Teníamos reservadas habitaciones durante cinco días, la estancia más prolongada de todo el viaje. Influyó en una estadía tan larga que optamos por ir en el día al famoso mercado de Chichicastenango (Chichi) desde Pana, en lugar de hacer noche allí. Llegamos a la conclusión de que el mercado era casi lo único de interés en dicha población, y que no merecía la pena un traslado con maletas.
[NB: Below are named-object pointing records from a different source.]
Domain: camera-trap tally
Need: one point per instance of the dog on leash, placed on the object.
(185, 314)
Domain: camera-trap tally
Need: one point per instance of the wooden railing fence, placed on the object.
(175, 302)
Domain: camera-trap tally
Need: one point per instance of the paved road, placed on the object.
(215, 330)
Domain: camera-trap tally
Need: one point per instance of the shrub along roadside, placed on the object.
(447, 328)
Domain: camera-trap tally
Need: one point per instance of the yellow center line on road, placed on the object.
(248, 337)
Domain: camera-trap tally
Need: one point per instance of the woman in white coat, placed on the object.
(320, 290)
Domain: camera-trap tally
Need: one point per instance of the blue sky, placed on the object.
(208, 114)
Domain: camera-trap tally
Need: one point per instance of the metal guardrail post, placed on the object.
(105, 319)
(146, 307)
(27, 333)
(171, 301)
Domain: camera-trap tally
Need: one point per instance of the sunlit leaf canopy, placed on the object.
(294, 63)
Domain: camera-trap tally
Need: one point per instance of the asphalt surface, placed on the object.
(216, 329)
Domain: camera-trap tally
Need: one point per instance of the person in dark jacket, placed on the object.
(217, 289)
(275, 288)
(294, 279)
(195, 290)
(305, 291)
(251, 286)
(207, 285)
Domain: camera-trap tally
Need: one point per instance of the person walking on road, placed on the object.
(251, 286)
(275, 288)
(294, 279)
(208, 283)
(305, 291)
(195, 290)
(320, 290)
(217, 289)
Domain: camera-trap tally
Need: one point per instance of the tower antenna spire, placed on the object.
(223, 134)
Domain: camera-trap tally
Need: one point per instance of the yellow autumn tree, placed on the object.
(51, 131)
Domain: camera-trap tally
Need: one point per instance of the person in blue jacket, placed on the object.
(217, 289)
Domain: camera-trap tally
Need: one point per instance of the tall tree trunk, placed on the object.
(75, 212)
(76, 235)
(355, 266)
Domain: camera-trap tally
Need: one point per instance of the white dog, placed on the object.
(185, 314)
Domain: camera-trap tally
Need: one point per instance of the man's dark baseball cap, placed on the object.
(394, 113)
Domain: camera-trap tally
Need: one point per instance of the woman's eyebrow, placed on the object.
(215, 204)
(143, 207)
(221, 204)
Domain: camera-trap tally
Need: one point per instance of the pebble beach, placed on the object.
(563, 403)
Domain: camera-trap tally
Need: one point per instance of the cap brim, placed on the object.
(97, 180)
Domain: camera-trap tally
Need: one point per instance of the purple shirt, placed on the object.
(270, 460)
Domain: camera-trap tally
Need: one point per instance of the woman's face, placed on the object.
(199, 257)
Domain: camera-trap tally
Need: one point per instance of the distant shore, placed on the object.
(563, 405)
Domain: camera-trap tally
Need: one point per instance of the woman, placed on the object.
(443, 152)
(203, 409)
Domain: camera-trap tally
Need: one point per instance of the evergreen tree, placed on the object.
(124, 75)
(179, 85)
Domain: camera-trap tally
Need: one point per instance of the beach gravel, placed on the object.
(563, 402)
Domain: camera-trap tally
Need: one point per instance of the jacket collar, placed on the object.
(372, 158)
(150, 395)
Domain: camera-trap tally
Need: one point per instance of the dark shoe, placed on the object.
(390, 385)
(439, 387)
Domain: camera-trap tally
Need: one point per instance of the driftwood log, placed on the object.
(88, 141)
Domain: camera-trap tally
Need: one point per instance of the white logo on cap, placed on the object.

El viaje nos situó en la realidad de las carreteras del país, ya que la de Ciudad de Guatemala a Antigua tenía tramos de varios carriles. De Antigua a Panajachel fueron algo menos de 90 kilómetros, un tramo en doble vía, pero el resto no. Y en esta zona hay unos descensos increíbles, por suerte el conductor (como todos los que nos llevaron) era prudente. También ayuda que hay resaltes (llamados túmulos por ellos y, finalmente, tumultos por nosotros) que obligan a reducir la velocidad, como en España, pero con la diferencia de que están también en las carreteras, son pronunciados y fuerzan a casi parar totalmente. Obviamente, no existen radares.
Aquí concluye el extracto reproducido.